Ia mengatakan, pihak berwenang, termasuk polisi, badan pengungsi AS, dan LSM sedang bekerja untuk mengidentifikasi mereka yang menghadiri acara tersebut atau mereka yang telah terpapar dengan orang-orang yang hadir dalam tablig akbar. Meski sebagian besar komunitas pengungsi telah bekerja sama, beberapa masih ada yang enggan pergi untuk tes karena takut ditangkap. 

“Satu langkah penting dan mendesak yang harus diambil adalah agar pemerintah secara terbuka menyatakan bahwa semua migran dan pengungsi yang tidak berdokumen tidak perlu takut ditangkap dan ditahan. Semua migran yang positif COVID-19 akan diberikan perawatan medis gratis dan tidak akan ditangkap di rumah sakit," kata Fan.

Malaysia sendiri telah melakukan pembatasan perjalanan dan melarang kegiatan yang tidak penting. Kebijakan itu dimulai Rabu 18 Maret hingga dua pekan ke depan. Aturan-aturan tersebut dilakukan setelah terdapat lonjakan kasus yang terkait dengan pertemuan tablig akbar tersebut. Satu orang yang menghadiri pertemuan tersebut meninggal karena COVID-19.

Para peserta tablig akbar juga menghabiskan sebagian besar waktu mereka di masjid selama empat hari, tetapi beberapa pergi ke restoran, mal dan menara kembar Petronas di Kuala Lumpur. Seorang pekerja konstruksi yang berasal dari etnis Rohingya berusia 39 tahun, mengatakan, ia menghabiskan waktu berhari-hari di acara masjid bersama sekitar 20 orang temannya.

Ia mengatakan, tidak ada dari mereka yang menunjukkan gejala.

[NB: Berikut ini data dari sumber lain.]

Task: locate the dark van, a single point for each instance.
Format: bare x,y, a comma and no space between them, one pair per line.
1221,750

Namun ia sempat pergi ke rumah sakit, tetapi tidak dites. "Semuanya baik-baik saja, tidak ada demam, tidak ada apa-apa," katanya.

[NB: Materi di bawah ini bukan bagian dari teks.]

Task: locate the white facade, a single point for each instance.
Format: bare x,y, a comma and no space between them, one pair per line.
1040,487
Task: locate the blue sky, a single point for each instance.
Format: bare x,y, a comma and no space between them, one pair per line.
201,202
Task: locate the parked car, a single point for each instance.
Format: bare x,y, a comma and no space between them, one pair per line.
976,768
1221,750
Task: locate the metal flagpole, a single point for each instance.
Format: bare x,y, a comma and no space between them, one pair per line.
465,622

Salman, seorang pekerja konstruksi Bangladesh yang tinggal di dekat masjid pertemuan tablig akbar, mengatakan, ia dan teman-teman lainnya dari Bangladesh menghadiri pertemuan itu. Tes menunjukkan bahwa ia negatif COVID-19. Tetapi, rumah sakit mengontrolnya setiap hari untuk memeriksa jika muncul gejala virus.

Imbauan UNCHR

Lebih dari 670 kasus COVID-19 di Asia Tenggara dikaitkan dengan acara tablig akbar di Kuala Lumpur. Secara keseluruhan, Malaysia memiliki sekitar 900 kasus COVID-19, tertinggi di Asia Tenggara.

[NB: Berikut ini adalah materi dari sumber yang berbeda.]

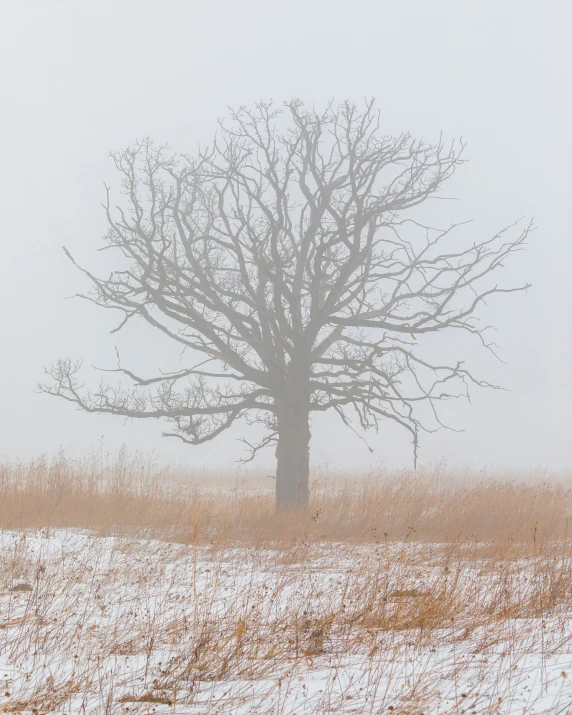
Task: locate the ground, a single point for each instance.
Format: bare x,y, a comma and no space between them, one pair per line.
128,624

Organisasi PBB untuk Pengungsi (UNHCR) telah meminta pemerintah untuk tidak menangkap pengungsi atau pencari suaka tanpa dokumen atau dengan dokumen yang sudah kedaluwarsa. Hal tersebut dikarenakan UNHCR tengah menunda semua penjemputan dan pemindahan karena kasus COVID-19 yang tengah mewabah. 

UNHCR juga telah menulis surat kepada para pemimpin negara dan mendesak mereka untuk mengajak semua pengungsi yang berpartisipasi dalam kegiatan tablig akbar untuk segera menghubungi otoritas kesehatan tanpa takut akan ditangkap. 

Sekitar empat ribu dari 14.500 penduduk Malaysia yang hadir di tablig akbar belum diskrining untuk COVID-19, kata Otoritas Malaysia. Sekitar 1.500 peserta berasal dari berbagai negara termasuk Brunei Darussalam, Kamboja, Singapura, Thailand, Vietnam, Indonesia, dan Filipina.